The different vintages of seismic surveys have shown a clear signature of the injected CO2 in the sandstone reservoir. Using conventional seismic processing techniques allow to follow the spatial migration of the CO2 plume. However, the quantification of CO2 saturation and pressure requires advanced imaging techniques.

At SINTEF, a two-step approach is used,

  • first deriving high resolution maps of geophysical properties, and then,
  • a second inversion step calculating the properties of interest such as porosity, CO2 saturation or pore pressure.

The advantage of this approach is that the assessment of uncertainty can be integrated the uncertainties propagated until the final result.

The method provides an estimate of CO2 saturation in the whole reservoir. At Sleipner, in the Utsira sandstone, the CO2 is migrating upwards by buoyancy to the upper seal of the Nordland shales. Inside the reservoir, thin layers of shale are blocking the migration upwards and accumulations of CO2 under these thin layers are easily observable in the seismic images. The quantification of CO2 saturation gives values up to 90% of CO2. The rest of the porous medium is filled with brine, the original fluid present before CO2 injection. The pore pressure estimation is not relevant at Sleipner as the aquifer where the CO2 is injected is very large and the pressure build-up is negligible.

Value of information and choice of monitoring techniques

In addition to seismic surveys, other monitoring techniques, such as electromagnetic and gravity-based methods could be used for CO2 storage monitoring. These techniques usually have lower resolution but are very sensitive to fluid resistivity and density changes and could therefore be a good alternative to map CO2 migration and saturation. Currently, work is carried out by SINTEF researchers to combine these methods and seismic methods into the same quantitative workflow. This will constrain the monitoring results more and will reduce uncertainties in the obtained estimates.

The costs related to the different techniques are quite different, and even if seismic surveys are required to get good enough spatial resolution, gravity and electromagnetic surveys may be used in addition to allow less frequent seismic surveys. Using an advanced workflow based on the value of information concept will help to determine which techniques should be used with which time interval.  Finding a clever way to quantify the value of information is crucial for discrimination between methods and optimization of the monitoring plan.

The two-step workflow is efficient and flexible

Quantitative monitoring techniques are required for proper conformance and containment verification, and in this context uncertainty should also be taken into account. The two-step workflow developed at SINTEF provides an efficient and flexible way of combining different monitoring techniques to achieve quantitative estimates of properties such as porosity, CO2 saturation and pore pressure.
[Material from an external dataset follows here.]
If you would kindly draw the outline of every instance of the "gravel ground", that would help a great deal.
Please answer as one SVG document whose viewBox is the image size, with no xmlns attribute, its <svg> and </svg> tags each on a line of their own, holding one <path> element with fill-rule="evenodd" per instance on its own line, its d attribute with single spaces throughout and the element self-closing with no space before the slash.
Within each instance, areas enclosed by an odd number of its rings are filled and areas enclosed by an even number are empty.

Furthermore, using the value of information concept will help to find a better compromise between cost, resolution and sensitivity of the different techniques and ultimately to optimize the monitoring plan.
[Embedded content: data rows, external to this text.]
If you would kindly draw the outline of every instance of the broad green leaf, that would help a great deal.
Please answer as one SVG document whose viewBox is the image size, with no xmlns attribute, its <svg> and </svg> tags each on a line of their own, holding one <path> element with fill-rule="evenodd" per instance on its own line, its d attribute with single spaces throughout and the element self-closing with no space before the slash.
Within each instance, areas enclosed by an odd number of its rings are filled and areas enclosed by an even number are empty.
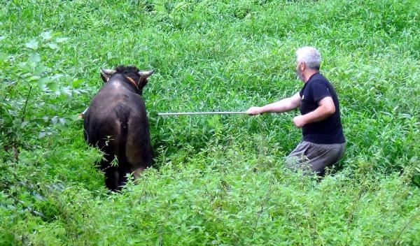
<svg viewBox="0 0 420 246">
<path fill-rule="evenodd" d="M 28 43 L 24 44 L 27 48 L 31 50 L 38 50 L 38 43 L 35 39 L 32 39 Z"/>
<path fill-rule="evenodd" d="M 64 43 L 66 42 L 69 40 L 69 38 L 57 38 L 57 39 L 55 39 L 55 42 L 57 43 Z"/>
<path fill-rule="evenodd" d="M 44 31 L 41 34 L 41 36 L 46 41 L 50 41 L 51 38 L 52 38 L 51 31 Z"/>
<path fill-rule="evenodd" d="M 48 47 L 52 50 L 55 50 L 58 48 L 58 45 L 55 43 L 47 43 L 47 45 L 48 45 Z"/>
</svg>

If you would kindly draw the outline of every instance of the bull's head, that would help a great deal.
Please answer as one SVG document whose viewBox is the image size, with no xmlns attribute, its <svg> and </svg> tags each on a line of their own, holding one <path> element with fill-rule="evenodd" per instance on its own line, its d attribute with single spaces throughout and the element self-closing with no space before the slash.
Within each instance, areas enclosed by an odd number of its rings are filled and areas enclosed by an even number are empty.
<svg viewBox="0 0 420 246">
<path fill-rule="evenodd" d="M 116 70 L 114 69 L 106 69 L 101 68 L 101 78 L 104 80 L 104 82 L 108 82 L 111 76 L 112 76 L 114 73 L 115 73 Z M 147 78 L 148 76 L 151 75 L 153 73 L 154 71 L 139 71 L 137 72 L 139 76 Z"/>
<path fill-rule="evenodd" d="M 127 68 L 129 69 L 128 71 L 131 70 L 131 72 L 127 72 Z M 132 73 L 133 72 L 132 69 L 135 69 L 134 73 Z M 108 82 L 110 78 L 115 73 L 120 73 L 125 75 L 130 81 L 132 80 L 136 80 L 132 82 L 135 84 L 139 94 L 141 94 L 143 87 L 147 84 L 147 78 L 153 73 L 153 71 L 139 71 L 139 69 L 134 66 L 124 67 L 122 66 L 118 66 L 116 70 L 101 68 L 101 78 L 102 78 L 104 82 Z M 139 78 L 134 78 L 136 77 L 136 75 Z"/>
</svg>

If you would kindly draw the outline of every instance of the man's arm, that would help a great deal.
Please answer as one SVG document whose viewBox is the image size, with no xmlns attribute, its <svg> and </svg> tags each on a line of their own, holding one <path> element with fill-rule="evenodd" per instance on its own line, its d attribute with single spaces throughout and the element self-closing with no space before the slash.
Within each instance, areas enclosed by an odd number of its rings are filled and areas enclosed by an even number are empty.
<svg viewBox="0 0 420 246">
<path fill-rule="evenodd" d="M 302 127 L 307 124 L 323 120 L 335 113 L 335 106 L 331 96 L 322 99 L 318 106 L 318 107 L 312 112 L 295 117 L 293 118 L 295 125 L 298 127 Z"/>
<path fill-rule="evenodd" d="M 295 109 L 299 107 L 300 105 L 300 95 L 299 95 L 299 92 L 298 92 L 290 97 L 281 99 L 262 107 L 251 107 L 246 110 L 246 113 L 251 115 L 255 115 L 267 112 L 283 113 Z"/>
</svg>

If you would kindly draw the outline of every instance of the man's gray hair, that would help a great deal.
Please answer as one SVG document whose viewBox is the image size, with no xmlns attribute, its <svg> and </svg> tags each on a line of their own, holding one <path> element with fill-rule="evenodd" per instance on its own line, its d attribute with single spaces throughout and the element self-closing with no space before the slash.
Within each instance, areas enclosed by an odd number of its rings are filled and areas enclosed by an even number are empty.
<svg viewBox="0 0 420 246">
<path fill-rule="evenodd" d="M 302 47 L 296 50 L 296 61 L 304 62 L 311 69 L 319 70 L 321 65 L 321 53 L 313 47 Z"/>
</svg>

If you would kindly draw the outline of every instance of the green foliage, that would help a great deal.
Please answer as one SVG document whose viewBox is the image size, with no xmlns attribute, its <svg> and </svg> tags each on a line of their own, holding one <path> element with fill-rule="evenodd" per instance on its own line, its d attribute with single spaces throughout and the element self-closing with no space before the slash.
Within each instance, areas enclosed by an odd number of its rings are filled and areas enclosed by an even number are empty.
<svg viewBox="0 0 420 246">
<path fill-rule="evenodd" d="M 417 1 L 8 1 L 0 11 L 0 245 L 414 245 L 420 241 Z M 300 138 L 244 110 L 295 93 L 318 48 L 346 155 L 284 168 Z M 99 68 L 155 73 L 155 164 L 110 194 L 78 117 Z"/>
</svg>

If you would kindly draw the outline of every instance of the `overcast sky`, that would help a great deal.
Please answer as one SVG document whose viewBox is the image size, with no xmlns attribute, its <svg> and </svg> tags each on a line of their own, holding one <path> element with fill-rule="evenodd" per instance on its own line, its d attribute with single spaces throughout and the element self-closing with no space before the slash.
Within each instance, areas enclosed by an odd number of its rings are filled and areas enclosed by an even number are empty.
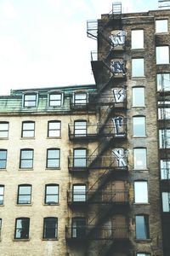
<svg viewBox="0 0 170 256">
<path fill-rule="evenodd" d="M 94 84 L 88 20 L 112 0 L 0 0 L 0 95 L 10 89 Z M 157 9 L 158 0 L 122 0 L 123 12 Z"/>
</svg>

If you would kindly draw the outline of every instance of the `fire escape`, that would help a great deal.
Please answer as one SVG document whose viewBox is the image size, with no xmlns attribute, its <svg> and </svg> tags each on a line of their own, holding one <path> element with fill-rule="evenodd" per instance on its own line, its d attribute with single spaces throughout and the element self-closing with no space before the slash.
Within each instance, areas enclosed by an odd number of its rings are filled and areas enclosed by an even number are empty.
<svg viewBox="0 0 170 256">
<path fill-rule="evenodd" d="M 161 193 L 162 196 L 162 229 L 164 247 L 168 252 L 170 226 L 170 79 L 161 74 L 161 90 L 158 91 L 158 128 L 159 128 L 159 160 L 161 166 Z M 166 202 L 167 201 L 167 202 Z M 165 208 L 164 208 L 165 207 Z"/>
<path fill-rule="evenodd" d="M 95 141 L 98 146 L 90 154 L 69 156 L 70 173 L 88 175 L 88 186 L 72 184 L 67 191 L 68 206 L 77 212 L 84 211 L 86 219 L 73 219 L 65 228 L 65 238 L 70 244 L 86 242 L 84 255 L 90 255 L 94 242 L 99 247 L 96 255 L 128 254 L 126 32 L 122 31 L 122 3 L 113 3 L 111 12 L 98 22 L 88 21 L 88 36 L 97 39 L 98 49 L 102 49 L 92 53 L 97 93 L 91 93 L 88 99 L 88 109 L 97 106 L 99 119 L 97 124 L 86 123 L 80 134 L 75 132 L 75 123 L 69 124 L 69 138 L 73 143 Z"/>
</svg>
Synthetic example of how well Sleipner rock physics/reservoir parameters can be constrained using seismic data alone (left) or a combination of seismic, CSEM, and gravity data (right). The images clearly show how much closer the parameter estimation (lowest misfit model) is to the true value (true model) when using a combination of input data. For cost-efficient monitoring, this added accuracy has to be weighed against the added costs of acquiring more data. This calls for a careful value-of-information assessment, which is an important part of the NCCS Task 12 work plan.
Synthetic example of how well Sleipner rock physics/reservoir parameters can be constrained using seismic data alone (left) or a combination of seismic, CSEM, and gravity data (right). The images clearly show how much closer the parameter estimation (lowest misfit model) is to the true value (true model) when using a combination of input data. For cost-efficient monitoring, this added accuracy has to be weighed against the added costs of acquiring more data. This calls for a careful value-of-information assessment, which is an important part of the NCCS Task 12 work plan.